In Today’s Deep Space Extra… NASA reports business as usual under President Trump, a budget continuing resolution and hiring freeze.

Human Deep Space Exploration

Business as usual at NASA two weeks into new administration

Space News (2/6): A budget continuing resolution that governs NASA spending through April continues to guide agency activities under President Trump. However, a government-wide hiring freeze is in effect.

Getting back to the historic sequence of opening our space frontiers

The Space Review (2/6): “As a nation we need to realize that space is a place for expanding trade, our culture, and national character, not just a grand laboratory, if we ever expect to reap the benefits of the space frontier,” writes Steve Hoeser, space systems engineer and one time chief technical advisor to the Strategic Defense Initiative office. In an op-ed Hoeser stresses an exploration strategy of expand and establish to enhance prosperity, security and leadership.

Four reasons President Trump could send U.S. astronauts to Mars

Forbes (2/6): President Trump may find that Mars exploration fits his “Make America Great” theme. Mars is the most Earth-like of the planets and could offer a second home in a planetary disaster; the journey could feed a tech boom; and it could benefit the new president politically. Loren Thompson, COO of the Lexington Institute, explains in an op-ed.

Remembering Eugene Cernan

The Space Review (2/6): Eugene Cernan, the Apollo 17 commander who is often referred to as the last man on the moon, took on some of the Apollo program’s most difficult and risky assignments. “We will remember Eugene Cernan because he was, indeed, the last man on the Moon,” writes Anthony Young in an op-ed.

Kennedy Space Center Visitor Complex plans expansion, new attractions

USA Today (2/5): Mars exploration will become a new theme for the Kennedy Space Center Visitor Complex near Titusville, Florida. A major expansion of the visitor center is planned over the next five years.

Space Science

Scientists propose first astrophysics mission to the Moon

Spaceflight Insider (2/7): University of Alabama researcher Richard Miller has proposed that NASA fund a lunar orbiting observatory equipped for long term studies of supernova. The Lunar Occultation Explorer would be launched in 2023, if NASA elects to pursue the project under its Medium-class Explorer Program.

Green comet approaches the Earth

Spaceweather.com (2/6): The small comet 45P/Honda-Mrkos-Pajdusakova should be visible from Earth using binoculars or a small telescope by February 11, the time of closest approach. Also, bright auroral activity is expected mid-week in response to new solar activity.

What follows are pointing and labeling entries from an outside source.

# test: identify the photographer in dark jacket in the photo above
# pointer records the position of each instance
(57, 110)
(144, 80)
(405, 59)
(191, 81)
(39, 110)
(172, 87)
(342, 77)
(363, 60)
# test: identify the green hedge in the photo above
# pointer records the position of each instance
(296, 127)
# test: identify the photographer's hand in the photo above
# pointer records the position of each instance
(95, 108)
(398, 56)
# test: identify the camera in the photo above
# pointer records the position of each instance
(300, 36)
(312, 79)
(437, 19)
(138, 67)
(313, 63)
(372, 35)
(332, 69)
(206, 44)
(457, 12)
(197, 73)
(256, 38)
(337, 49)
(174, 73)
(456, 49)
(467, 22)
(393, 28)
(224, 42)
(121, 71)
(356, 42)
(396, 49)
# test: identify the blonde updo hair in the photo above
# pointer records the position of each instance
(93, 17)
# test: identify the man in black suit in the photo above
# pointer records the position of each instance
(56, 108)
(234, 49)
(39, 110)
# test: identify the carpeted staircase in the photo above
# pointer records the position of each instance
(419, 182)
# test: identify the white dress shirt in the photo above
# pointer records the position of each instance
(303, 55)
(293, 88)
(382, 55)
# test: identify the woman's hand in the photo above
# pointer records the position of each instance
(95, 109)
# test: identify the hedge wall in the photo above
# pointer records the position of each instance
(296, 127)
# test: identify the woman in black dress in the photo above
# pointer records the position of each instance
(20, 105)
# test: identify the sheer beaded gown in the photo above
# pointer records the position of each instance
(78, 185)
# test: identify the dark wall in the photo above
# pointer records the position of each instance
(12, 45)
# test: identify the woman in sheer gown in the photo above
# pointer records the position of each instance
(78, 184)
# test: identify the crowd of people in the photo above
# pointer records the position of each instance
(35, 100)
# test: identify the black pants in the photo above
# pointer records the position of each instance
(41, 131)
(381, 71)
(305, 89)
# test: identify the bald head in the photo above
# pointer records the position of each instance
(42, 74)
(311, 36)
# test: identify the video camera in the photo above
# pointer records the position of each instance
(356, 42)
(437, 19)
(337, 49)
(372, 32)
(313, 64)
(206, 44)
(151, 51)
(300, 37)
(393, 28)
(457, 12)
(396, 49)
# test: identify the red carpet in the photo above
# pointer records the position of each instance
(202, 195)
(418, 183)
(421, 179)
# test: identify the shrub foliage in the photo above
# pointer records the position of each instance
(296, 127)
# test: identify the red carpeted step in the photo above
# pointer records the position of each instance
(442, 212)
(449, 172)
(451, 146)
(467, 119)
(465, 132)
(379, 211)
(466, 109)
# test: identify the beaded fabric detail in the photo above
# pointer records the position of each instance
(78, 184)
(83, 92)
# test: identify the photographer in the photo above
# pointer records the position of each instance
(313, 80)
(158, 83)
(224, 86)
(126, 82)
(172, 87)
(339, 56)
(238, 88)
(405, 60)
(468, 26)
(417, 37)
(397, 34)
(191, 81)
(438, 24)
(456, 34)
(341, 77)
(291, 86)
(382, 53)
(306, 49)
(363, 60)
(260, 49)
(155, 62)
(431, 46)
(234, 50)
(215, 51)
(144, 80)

Jupiter snapshots show lots of spots

Geek Wire (2/6): New images from NASA’s Juno mission spacecraft at Jupiter reveal oval white spots at the large planet’s south pole. The spots are actually giant cyclones.

Brilliant fireball streaks over Milwaukee, wows skywatchers (videos)

Space.com (2/6): A bright meteor streaked across the skies north of Milwaukee, Wisconsin, early February 6.

Faint, distant galaxies may have driven early universe makeover

Science News (2/6): The Hubble Space Telescope teams with gravitational lensing to observe small faint galaxies that assembled within 600 million years of the big bang. Small star systems played an important role in the electrical charge of the universe, reports a science team led by a University of Texas researcher.

Commercial to Low Earth Orbit

The International Space Station will get a new, private airlock in 2019

Ars Technica (2/6): Houston-based Nanoracks has reached an agreement with NASA for the installation of a cargo airlock on the U.S. segment of the International Space Station, possibly at the Tranquility module. Boeing will assemble and install a compatible berthing mechanism. The new hardware could be installed in 2019. Nanoracks expects to use the airlock to increase the numbers of small satellites it can launch from the Space Station.